If your business is structured as a sole trader or partnership, you need to keep both your personal and business credit scores healthy. A sole trader is a person who is self-employed and carries on a business individually. Thus, they may request financing as an individual, but the funds are used for business purposes. When applying for business finance, not only will their personal credit score be examined, but also their business credit score. However, this does not work the opposite way; when an individual applies for personal finance, their business credit score is not taken into account.

How can I check my Business Credit Score?

The credit reporting bureaus (Equifax, Experian, Illion and Creditor Watch) allow you to periodically check your business’ credit score.  Propell’s Business Pulse health check also allows you to check your credit health, along with other key financial indicators for overall business health. There are also other Australian online services that allow small businesses to receive their credit scores for free — without impacting their report.  Accessing free business credit score checks allows businesses to be better prepared regarding finance.

How can I improve by Business Credit Score?

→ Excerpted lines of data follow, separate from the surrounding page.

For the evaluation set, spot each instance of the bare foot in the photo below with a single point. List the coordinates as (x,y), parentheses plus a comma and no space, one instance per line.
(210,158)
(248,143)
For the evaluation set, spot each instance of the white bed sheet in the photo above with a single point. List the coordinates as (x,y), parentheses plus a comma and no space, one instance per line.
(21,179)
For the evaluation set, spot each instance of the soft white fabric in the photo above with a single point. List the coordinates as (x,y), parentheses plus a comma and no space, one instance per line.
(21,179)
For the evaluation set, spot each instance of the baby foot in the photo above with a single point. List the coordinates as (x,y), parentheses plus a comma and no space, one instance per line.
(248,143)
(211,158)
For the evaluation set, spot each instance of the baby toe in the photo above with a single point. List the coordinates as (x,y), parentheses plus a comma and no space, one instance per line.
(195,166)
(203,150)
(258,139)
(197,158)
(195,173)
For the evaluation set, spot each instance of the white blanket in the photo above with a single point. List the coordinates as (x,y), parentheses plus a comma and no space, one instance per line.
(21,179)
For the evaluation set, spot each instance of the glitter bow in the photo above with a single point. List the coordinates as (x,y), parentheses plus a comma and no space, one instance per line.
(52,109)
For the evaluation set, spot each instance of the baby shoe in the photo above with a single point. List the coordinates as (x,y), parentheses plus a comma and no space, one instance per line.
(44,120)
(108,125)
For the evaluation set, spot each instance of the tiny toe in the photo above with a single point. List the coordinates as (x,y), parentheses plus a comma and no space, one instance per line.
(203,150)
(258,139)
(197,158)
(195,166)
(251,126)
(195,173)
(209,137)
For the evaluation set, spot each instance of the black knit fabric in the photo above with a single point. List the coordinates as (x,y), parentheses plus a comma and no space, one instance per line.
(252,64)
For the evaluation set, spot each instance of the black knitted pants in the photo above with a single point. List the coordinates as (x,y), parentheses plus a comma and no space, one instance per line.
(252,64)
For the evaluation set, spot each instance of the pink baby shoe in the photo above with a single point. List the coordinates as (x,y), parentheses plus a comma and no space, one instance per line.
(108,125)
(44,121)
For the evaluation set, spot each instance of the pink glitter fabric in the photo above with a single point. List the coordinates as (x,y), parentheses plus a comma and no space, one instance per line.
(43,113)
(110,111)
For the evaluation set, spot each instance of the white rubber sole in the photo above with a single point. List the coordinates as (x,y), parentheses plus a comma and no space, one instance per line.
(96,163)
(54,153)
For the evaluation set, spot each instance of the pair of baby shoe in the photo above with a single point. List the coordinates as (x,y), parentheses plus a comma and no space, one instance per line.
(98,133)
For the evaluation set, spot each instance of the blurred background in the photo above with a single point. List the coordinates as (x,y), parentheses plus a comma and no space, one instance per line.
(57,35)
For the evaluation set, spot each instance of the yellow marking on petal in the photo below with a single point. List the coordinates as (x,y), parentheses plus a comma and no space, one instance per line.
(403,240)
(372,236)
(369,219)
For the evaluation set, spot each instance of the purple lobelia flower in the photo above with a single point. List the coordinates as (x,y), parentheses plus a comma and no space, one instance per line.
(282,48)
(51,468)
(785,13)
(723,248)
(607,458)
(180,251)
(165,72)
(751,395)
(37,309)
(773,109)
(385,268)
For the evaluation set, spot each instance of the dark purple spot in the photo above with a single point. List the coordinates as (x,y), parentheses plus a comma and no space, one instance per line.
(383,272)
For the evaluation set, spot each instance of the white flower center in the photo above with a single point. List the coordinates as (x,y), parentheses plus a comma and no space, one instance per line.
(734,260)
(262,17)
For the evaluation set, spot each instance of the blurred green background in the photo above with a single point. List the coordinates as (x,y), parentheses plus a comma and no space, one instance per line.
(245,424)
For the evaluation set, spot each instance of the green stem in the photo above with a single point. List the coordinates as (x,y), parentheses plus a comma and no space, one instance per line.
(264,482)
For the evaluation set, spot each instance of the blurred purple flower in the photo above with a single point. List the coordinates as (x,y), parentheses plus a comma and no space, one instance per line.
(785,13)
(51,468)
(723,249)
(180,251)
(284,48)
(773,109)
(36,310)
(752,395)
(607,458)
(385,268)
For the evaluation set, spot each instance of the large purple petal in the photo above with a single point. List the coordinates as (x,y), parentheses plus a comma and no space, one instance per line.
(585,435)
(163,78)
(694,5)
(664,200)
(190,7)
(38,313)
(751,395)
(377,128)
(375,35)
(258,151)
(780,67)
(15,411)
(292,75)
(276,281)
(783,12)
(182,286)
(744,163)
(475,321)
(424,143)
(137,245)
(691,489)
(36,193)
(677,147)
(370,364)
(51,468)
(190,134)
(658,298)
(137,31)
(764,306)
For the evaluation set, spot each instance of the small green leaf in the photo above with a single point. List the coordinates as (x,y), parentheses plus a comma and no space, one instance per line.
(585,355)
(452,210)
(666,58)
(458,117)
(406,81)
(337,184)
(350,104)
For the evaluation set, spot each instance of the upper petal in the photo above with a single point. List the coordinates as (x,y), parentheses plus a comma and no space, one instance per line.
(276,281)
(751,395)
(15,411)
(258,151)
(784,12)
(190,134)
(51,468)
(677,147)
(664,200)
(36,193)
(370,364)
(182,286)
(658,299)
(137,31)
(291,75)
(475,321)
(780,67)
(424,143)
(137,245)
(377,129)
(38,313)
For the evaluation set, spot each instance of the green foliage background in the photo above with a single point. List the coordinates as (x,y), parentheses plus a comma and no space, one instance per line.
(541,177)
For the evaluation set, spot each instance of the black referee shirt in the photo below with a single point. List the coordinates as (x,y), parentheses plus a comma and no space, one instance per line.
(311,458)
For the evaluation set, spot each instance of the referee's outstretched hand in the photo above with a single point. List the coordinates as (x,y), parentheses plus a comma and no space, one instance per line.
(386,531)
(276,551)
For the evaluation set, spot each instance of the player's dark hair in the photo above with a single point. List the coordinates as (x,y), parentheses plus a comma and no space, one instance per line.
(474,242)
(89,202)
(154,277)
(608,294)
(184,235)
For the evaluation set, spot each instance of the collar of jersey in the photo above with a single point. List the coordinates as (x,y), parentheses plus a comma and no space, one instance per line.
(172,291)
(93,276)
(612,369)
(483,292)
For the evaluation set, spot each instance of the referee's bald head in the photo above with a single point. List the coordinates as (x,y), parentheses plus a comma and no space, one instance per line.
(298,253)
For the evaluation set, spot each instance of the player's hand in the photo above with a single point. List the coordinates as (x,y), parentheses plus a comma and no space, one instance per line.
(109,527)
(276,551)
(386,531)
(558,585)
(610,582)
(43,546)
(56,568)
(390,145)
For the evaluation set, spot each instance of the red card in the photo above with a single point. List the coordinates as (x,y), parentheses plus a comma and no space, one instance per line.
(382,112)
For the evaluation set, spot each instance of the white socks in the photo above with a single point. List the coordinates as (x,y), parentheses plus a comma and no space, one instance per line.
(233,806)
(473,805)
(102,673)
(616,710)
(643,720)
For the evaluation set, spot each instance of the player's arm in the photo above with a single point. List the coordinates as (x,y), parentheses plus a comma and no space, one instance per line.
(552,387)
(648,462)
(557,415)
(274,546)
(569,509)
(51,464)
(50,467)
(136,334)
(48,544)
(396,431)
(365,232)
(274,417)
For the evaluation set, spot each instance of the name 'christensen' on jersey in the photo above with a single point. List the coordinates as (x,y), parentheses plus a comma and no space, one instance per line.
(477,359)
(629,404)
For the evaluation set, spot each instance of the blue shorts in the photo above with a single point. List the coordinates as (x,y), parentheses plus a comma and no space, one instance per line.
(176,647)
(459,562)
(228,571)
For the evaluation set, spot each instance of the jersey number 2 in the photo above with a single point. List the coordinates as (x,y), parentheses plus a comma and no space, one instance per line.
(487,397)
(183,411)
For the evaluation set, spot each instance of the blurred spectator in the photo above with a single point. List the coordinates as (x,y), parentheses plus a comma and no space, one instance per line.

Your business credit score is crucial for the future of your business. So, how can you improve it? We’ve got you covered! Here are some tips:

Monitor your rating

Check your business credit report a few times a year. If it falls below a certain threshold and you’re unsure why, contact your creditor or the credit scoring company. It’s not uncommon for errors to crop up every now and then. These can easily be fixed by communicating with the right parties. However, if the score is decreasing because of legitimate circumstances, it’s important to note that there’s no quick fix for this — so be wary of any agency that claims to be able to repair your credit under these circumstances.

Prompt payment

Always pay your bills on time. On-time payments play a large role in improving your business credit score.

Utilise healthy credit

You can’t prove your creditworthiness without a credit history! Maintaining healthy forms of credit such as keeping on top of credit card or business loan repayments can be an effective way of establishing your history with finance products.

Limit applications

Enquiries are recorded on your file each time you apply for a loan product. If lots of enquiries are recorded close together, it’s a sign that you aren’t responsibly managing your money or you’re being rejected. For this reason, your score will decline.

Your business credit score impacts your ability to secure business loans, credit cards, utilities, telecommunications services, and other payment terms. The financial health of your business is essential for its success. If your business has a bad credit score, don’t stress! There are various ways to improve your credit score — the first step is understanding what your score is.